LAS VEGAS – TV has a bright future, but it’s downright difficult to predict just what platforms, services and trends will be dominant a few years down the road, according to media and entertainment executives.
That was one big takeaway from “The Future of TV” conference session held Jan. 10 at the 2018 Consumer Electronics Show (CES).
“The definition of what we call television has expanded — to mobile to tablet to live content to on-demand content to short-form, mid-form, long-form,” Erin McPherson, head of content strategy-acquisitions and programming at Verizon, said. That’s one big reason why she agreed with fellow panelist Neal Mohan, chief product officer at YouTube, that TV is experiencing a “golden age” right now, she said.
“What excites me most – and also, I think, keeps me up at night – is that it’s up to all of us in this room and on this stage to kind of disrupt ourselves so that the consumer ends up winning or, as we’ve seen, the consumer just goes and finds what they want” on their own, she said, adding: “We stand to be at the forefront of actually giving consumers content when they want it, how they want it across screens.”
Brian Sullivan, president and COO of Fox Networks Group, has spent most of his career at Sky in Europe, and, there, “we constantly tried to predict what the future of our business was, so that we could prepare for it and be ready for it,” he said. “And we were wrong every time,” he told the conference, adding: “You can’t predict what the future is. Anybody who tries to is fooling themselves. Anybody who thinks they know the future is lying to themselves.” You need to instead prepare for change and “make sure you have as much control over your destiny and whatever you create as possible,” he said.
PwC found in a recent study that despite the massive amount of content available now via pay-TV and over-the-top services, 62% of respondents indicated that they struggled to find something to watch, moderator Todd Supplee, a partner at PwC, noted.
Although Supplee referred to that as “mounting” viewer frustration, Sullivan countered that he didn’t know if that was truly a growing issue. Although “clearly there’s a huge navigation and discovery issue that we have” now, Sullivan conceded, he said “navigation has always been an issue.” TV service providers must just keep experimenting with ways to make it easier for viewers to find content and, ultimately, consumers will communicate what they prefer, he said.
YouTube has found success helping viewers find the content they want to see by using machine learning and artificial intelligence to learn what kind of content each viewer prefers, Mohan said.
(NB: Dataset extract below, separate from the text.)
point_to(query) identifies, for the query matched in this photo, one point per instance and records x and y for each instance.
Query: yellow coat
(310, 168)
In fact, “over 70 percent of the watch time on our platform is actually driven by recommendation” now, he said.
Asked at the conclusion of the panel, what the panelists saw as things that had a future or were just fads, they agreed that linear TV had a future (especially when factoring in sports), despite the increasing number of people cutting the cord with their traditional pay-TV services.
They were split on the future of DVRs, although Sullivan noted that people are slow to change their ways. Five years from now, many consumers may still have DVR set-top boxes, even though they may rarely ever even use them anymore by then, he said. The panelists were also spit on the future of augment, mixed and virtual reality.